I also think with the student loan/debt issue even younger students take their degrees more seriously than many of those who went to uni in the 80's/90's (only really good thing about that!) I'm of the generation that left school mid 80's and my friends that went to uni then didn't often take it as seriously as they could have. Especially if they were at uni because they didn't really know what they wanted to do.

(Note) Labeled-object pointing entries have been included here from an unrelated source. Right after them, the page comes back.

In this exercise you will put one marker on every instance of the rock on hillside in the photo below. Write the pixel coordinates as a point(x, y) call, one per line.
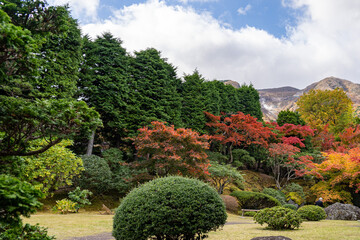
point(275, 100)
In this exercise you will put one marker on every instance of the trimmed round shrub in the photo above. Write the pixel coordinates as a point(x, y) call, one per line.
point(169, 208)
point(278, 218)
point(276, 194)
point(254, 200)
point(231, 203)
point(312, 213)
point(291, 206)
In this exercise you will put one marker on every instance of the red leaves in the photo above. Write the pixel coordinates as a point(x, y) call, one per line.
point(172, 151)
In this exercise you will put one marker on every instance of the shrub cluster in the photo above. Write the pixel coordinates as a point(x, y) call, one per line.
point(231, 203)
point(169, 208)
point(253, 200)
point(278, 218)
point(18, 198)
point(312, 213)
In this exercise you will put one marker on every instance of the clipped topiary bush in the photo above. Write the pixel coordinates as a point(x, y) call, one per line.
point(276, 194)
point(278, 218)
point(253, 200)
point(291, 206)
point(169, 208)
point(312, 213)
point(231, 203)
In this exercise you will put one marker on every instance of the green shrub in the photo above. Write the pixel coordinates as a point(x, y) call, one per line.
point(231, 203)
point(296, 197)
point(280, 196)
point(249, 214)
point(80, 197)
point(169, 208)
point(96, 176)
point(312, 213)
point(294, 187)
point(291, 206)
point(278, 218)
point(65, 206)
point(19, 198)
point(253, 200)
point(26, 232)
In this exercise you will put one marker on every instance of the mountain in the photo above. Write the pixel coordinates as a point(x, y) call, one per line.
point(274, 100)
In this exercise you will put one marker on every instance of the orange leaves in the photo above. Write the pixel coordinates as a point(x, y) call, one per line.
point(340, 174)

Also agree with thatcoolpirate that arguably research is easier now (although conversely you could say there's TOO much info to wade through to get to the legit research). I first went to uni early 90's and had no internet, no computer even! There were 6 computers in the learning centre for 200 students! Most research was hard copy, inc microfiche (there's a lost art 😂) and my assignments were written on a typewriter. I think people forget how quickly things have changed SO much. I scraped a 2.2 level, but I think partly because it was a BSc and that's not my forte.

When I went the 2nd time I had a computer AND printer at home, ample computers and printers/copiers in the learning centre (in comparison - still not enough to go round), Internet access (albeit dial up at home), the uni was signed up to various databases for access to journal articles and theses... HUGE difference. But also I was different. I was doing a degree I genuinely enjoyed (BA this time) and found relatively easy, was older/more mature, more disciplined and committed.

glintandglide · 31/08/2018 13:42

Even when I was at uni 16 years ago people
Didn’t really fail. They would’ve been filtered out well before they got to that stage. You can’t ask someone to keep
Paying fees when they have little prospect of getting a degree out of it (and in those days fees weren’t very much)

HRTpatch · 31/08/2018 13:43

I graduated in 1981 and nearly everyone got 2 :1

Graphista · 31/08/2018 13:44

glintandglide - true. Both times there were a LOT of people had dropped out by Christmas in the first year. Probably at least a 1/3 of the intake.

fairyofallthings · 31/08/2018 13:44

I got a 2:1 with my degree from a distance learning university. If I'd got the same marks at a brick university I'd have got a first. Given that I was working full time with three children I was happy enough with a 2:1 but I'd rather have had a first of course.

What is a Desmond?

Graphista · 31/08/2018 13:45

Desmond tutu - 2.2 rhyming slang sort of.